De rechtbank volgt [naam gedaagde] in de uitleg die zij aan artikel 4.9 onder 9 van de polisvoorwaarden geeft op basis van de bewoordingen van dit artikel. Uit de tekst van voornoemde polisvoorwaarde valt niet het door de [naam eiseres] gestelde onderscheid te maken tussen geleidelijke corrosie en excessieve corrosie. In de polisvoorwaarde wordt slechts gesproken van ‘beschadigingen die zijn ontstaan door een geleidelijke inwerking van corrosie’ en dus niet van geleidelijke corrosie zoals de [naam eiseres] stelt. Dat brengt met zich dat iedere vorm van corrosie is uitgesloten van dekking. De insluitingsbepaling bevestigt deze lezing nu uit deze bepaling volgt dat dekking enkel aan de orde is als sprake is van een plotselinge hevige uiting van de verontreiniging waardoor de geleidelijke inwerking van corrosie wordt ingezet. Tussen partijen is niet in geschil dat daarvan geen sprake is bij de [naam schip] .

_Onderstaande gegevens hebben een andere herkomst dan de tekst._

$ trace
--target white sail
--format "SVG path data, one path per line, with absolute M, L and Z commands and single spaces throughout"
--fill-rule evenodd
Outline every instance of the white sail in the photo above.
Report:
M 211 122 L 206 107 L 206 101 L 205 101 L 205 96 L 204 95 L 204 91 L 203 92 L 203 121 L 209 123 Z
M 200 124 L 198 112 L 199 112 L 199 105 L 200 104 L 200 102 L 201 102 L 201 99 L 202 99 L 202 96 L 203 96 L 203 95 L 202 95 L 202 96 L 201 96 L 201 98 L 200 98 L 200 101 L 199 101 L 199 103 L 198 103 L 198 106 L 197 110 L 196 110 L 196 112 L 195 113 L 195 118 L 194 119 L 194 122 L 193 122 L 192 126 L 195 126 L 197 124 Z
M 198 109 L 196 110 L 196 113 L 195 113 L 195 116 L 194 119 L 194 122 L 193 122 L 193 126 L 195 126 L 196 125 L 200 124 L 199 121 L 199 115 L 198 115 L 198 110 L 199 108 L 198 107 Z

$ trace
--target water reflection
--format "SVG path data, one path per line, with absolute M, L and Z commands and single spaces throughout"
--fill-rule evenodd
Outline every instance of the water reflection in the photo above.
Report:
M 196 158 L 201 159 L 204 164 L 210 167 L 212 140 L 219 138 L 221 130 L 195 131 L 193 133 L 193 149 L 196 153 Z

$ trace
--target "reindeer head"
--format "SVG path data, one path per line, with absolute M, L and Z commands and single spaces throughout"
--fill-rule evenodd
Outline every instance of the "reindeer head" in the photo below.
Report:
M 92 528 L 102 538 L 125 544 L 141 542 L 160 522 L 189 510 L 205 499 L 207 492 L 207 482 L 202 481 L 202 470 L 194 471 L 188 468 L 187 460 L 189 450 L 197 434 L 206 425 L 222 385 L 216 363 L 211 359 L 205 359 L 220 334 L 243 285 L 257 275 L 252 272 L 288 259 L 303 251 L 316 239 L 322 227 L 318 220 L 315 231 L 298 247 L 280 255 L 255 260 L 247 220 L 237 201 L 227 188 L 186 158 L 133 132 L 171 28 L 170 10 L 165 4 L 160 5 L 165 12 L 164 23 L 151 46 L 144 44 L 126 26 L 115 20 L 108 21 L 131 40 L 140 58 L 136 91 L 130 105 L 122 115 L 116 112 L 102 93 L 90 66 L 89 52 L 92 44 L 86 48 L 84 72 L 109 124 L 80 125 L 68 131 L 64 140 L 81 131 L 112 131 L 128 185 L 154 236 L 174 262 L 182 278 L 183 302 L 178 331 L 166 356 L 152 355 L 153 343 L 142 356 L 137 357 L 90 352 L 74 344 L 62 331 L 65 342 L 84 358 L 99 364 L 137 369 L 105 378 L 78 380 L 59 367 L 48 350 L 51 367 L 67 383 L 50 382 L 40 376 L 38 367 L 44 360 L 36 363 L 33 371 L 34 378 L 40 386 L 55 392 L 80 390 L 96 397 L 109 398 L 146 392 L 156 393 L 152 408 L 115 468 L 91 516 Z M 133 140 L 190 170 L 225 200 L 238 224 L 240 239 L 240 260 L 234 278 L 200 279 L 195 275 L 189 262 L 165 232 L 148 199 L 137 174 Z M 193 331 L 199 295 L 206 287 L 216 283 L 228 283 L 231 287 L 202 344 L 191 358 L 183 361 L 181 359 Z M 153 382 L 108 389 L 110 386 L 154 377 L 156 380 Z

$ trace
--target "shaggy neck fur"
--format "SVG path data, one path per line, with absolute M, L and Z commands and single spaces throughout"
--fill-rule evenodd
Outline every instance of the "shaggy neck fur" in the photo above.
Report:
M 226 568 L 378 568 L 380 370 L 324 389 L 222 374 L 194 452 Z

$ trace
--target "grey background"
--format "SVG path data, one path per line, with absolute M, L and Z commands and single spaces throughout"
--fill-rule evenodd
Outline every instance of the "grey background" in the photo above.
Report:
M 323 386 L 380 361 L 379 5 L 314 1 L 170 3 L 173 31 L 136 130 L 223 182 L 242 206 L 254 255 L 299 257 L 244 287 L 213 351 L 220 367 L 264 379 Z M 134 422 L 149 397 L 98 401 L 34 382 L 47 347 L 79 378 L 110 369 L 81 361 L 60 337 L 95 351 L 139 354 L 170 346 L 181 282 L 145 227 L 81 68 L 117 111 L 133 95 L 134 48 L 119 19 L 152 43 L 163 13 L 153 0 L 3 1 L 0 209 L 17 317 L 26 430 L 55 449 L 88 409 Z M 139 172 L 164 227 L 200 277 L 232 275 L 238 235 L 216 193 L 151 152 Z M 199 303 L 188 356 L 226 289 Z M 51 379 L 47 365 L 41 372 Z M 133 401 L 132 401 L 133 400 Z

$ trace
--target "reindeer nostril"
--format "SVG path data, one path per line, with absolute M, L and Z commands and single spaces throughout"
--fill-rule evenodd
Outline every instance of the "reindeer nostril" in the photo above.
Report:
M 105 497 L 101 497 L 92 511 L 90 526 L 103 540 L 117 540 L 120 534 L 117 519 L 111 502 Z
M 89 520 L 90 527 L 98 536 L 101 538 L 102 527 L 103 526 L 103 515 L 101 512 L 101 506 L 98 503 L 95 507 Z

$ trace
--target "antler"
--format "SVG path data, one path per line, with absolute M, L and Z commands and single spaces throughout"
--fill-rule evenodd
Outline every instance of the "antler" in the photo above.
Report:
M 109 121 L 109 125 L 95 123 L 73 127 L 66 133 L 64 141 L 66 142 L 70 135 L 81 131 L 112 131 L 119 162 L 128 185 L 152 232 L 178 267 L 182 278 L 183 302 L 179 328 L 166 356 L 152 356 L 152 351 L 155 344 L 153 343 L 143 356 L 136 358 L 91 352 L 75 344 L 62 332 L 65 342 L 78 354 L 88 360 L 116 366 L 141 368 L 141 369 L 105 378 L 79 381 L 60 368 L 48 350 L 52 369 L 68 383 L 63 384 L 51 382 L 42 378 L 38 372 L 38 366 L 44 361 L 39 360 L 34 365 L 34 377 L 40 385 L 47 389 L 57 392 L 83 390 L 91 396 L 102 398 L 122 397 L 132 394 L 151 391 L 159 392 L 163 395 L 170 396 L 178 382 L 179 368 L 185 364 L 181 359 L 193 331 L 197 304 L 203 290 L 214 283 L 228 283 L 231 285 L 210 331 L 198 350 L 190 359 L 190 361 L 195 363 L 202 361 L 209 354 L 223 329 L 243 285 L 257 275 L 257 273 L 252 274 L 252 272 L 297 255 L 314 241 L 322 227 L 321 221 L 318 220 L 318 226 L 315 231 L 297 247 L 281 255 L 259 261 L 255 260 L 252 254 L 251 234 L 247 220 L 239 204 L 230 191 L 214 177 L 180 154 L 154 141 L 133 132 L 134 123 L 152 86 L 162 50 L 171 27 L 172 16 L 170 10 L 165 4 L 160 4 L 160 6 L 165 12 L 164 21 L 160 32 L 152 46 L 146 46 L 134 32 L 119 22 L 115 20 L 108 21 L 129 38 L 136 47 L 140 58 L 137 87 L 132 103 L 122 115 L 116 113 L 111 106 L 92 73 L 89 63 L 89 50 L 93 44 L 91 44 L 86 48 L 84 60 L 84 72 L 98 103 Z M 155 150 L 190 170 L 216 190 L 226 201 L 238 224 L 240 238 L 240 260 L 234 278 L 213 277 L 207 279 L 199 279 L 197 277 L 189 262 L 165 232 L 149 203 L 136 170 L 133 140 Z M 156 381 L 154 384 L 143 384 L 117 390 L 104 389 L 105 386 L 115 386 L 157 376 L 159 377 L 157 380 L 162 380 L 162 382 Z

Nu de polisvoorwaarden (schade als gevolg van) corrosie in algemene zin uitsluiten, gaat de rechtbank voorbij aan hetgeen partijen overigens hebben aangevoerd over (de oorzaak van) de corrosie-schade.
4.8.
De rechtbank overweegt voorts dat van schade als gevolg van een gevaar van de vaart evenmin sprake is. De rechtbank is met [naam gedaagde] van oordeel dat aantasting van het dek door (componenten van) de lading geen specifiek gevaar is dat verbonden is aan de vaart. Overigens heeft de [naam eiseres] dit standpunt niet nader onderbouwd, zodat de rechtbank ook gelet daarop aan deze stelling voorbij gaat.
4.9.
Het vorengaande betekent dat het verweer van [naam gedaagde] slaagt en de vordering van de [naam eiseres] zal worden afgewezen. De [naam eiseres] zal in de proceskosten worden veroordeeld van [naam gedaagde] als de in het ongelijk gestelde partij. Deze kosten worden begroot op € 2.345,00, te weten € 656,00 aan griffierecht en € 1.689,00 aan advocaatkosten (3 punten x tarief 563,00).
4.10.
De gevorderde veroordeling in de nakosten is in het kader van deze procedure slechts toewijsbaar voor zover deze kosten op dit moment reeds kunnen worden begroot. De nakosten zullen dan ook worden toegewezen op de wijze zoals in de beslissing vermeld.

5..De beslissing

De rechtbank
5.1.
wijst de vorderingen van de [naam eiseres] af,
5.2.
veroordeelt de [naam eiseres] in de proceskosten van [naam gedaagde] . Deze kosten worden begroot op € 2.345,00,
5.3.
veroordeelt de [naam eiseres] in de na dit vonnis ontstane kosten, begroot op € 163,00 aan salaris advocaat, te vermeerderen, onder de voorwaarde dat de [naam eiseres] niet binnen 14 dagen na aanschrijving aan het vonnis heeft voldaan en er vervolgens betekening van de uitspraak heeft plaatsgevonden, met een bedrag van € 85,00 aan salaris advocaat en de explootkosten van betekening van de uitspraak,
5.4.
verklaart dit vonnis wat betreft de proceskostenveroordelingen uitvoerbaar bij voorraad.
Dit vonnis is gewezen door mr. M. Witkamp en in het openbaar uitgesproken op 3 november 2021.